The first portion of the narrative covers the period 1873-83, when ironmaster William Campbell Scott, son of the deceased senior William Scott who had founded of the Scott Iron Works in 1836, led the company through the 1873 depression and American industrial progress, only to die at the hands of union agitators. The second section covers 1889-1929 and his son Paul, who inherits the mills and manages them well, embracing technology, the demands of the Spanish-American and first World Wars, and an enlightened view of labor. Part Three (1933–41) is the book of Claire, great-granddaughter of William.

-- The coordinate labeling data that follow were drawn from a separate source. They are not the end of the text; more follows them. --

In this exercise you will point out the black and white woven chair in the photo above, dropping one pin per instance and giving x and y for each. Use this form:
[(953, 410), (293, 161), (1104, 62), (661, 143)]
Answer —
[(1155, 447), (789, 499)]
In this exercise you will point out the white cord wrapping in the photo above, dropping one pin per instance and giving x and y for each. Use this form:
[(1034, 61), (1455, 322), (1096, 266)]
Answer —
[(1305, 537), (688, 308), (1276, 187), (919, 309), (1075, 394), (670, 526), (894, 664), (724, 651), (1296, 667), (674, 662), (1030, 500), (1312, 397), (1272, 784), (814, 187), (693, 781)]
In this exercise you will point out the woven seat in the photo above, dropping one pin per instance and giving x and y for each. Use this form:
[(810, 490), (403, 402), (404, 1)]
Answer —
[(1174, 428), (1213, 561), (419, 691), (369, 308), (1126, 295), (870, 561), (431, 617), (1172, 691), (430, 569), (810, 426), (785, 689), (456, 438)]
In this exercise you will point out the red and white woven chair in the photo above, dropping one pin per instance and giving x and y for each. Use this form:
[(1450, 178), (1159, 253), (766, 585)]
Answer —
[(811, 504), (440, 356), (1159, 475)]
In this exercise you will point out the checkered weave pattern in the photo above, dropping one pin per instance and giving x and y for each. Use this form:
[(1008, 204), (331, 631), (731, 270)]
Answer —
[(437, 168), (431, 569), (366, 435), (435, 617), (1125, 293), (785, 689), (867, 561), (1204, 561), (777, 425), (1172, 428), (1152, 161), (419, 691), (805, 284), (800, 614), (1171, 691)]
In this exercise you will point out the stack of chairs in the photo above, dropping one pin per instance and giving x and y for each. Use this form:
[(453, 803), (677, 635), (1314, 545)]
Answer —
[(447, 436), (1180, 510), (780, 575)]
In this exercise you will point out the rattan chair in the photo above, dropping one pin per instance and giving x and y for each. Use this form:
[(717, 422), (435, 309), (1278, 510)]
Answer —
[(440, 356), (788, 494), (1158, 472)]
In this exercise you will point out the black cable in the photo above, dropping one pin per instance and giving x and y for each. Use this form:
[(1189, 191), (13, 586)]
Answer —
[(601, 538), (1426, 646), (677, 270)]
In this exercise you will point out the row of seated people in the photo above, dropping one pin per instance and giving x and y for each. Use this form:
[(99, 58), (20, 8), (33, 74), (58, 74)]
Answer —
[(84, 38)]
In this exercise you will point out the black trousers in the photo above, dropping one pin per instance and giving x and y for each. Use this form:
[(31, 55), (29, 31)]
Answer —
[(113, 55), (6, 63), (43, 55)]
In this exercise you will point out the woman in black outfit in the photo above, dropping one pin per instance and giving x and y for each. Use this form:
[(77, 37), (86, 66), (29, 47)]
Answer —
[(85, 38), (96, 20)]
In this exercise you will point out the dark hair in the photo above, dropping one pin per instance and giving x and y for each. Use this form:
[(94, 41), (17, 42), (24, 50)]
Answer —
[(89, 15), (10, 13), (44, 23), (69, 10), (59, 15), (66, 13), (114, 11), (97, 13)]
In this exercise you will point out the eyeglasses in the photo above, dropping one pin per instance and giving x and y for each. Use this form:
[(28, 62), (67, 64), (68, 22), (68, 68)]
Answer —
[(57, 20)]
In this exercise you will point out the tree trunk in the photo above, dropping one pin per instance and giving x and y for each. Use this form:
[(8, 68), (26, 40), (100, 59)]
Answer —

Energetic, responsible, and worldly-wise, she fights to save the integrity of the family’s mills as they pass into the hands of corporation lawyers and bored Scott cousins. It is also Claire who expands the story to Eastern Europe, where, as an international journalist, she brings the horrifying events leading to World War II to the attention of an impassive America.

But the central character in the Scott family saga is Mary Rafferty, an Irish maid who, as the novel opens, enters the Scott household at the age of sixteen. Her sixty-eight years of service to the Scotts span the growth of the family’s mills and the vicissitudes of individual family members. Mary is an advisor and trusted equal of the younger generations of Scotts, particularly Paul, for whom she is a driving force and lifelong love. Mary sees beyond her station, perceptive in ways the wealthy Scotts are not. Her unswerving loyalty to them, and her fierce independence from them, make her the core and the conscience of the family and of the book.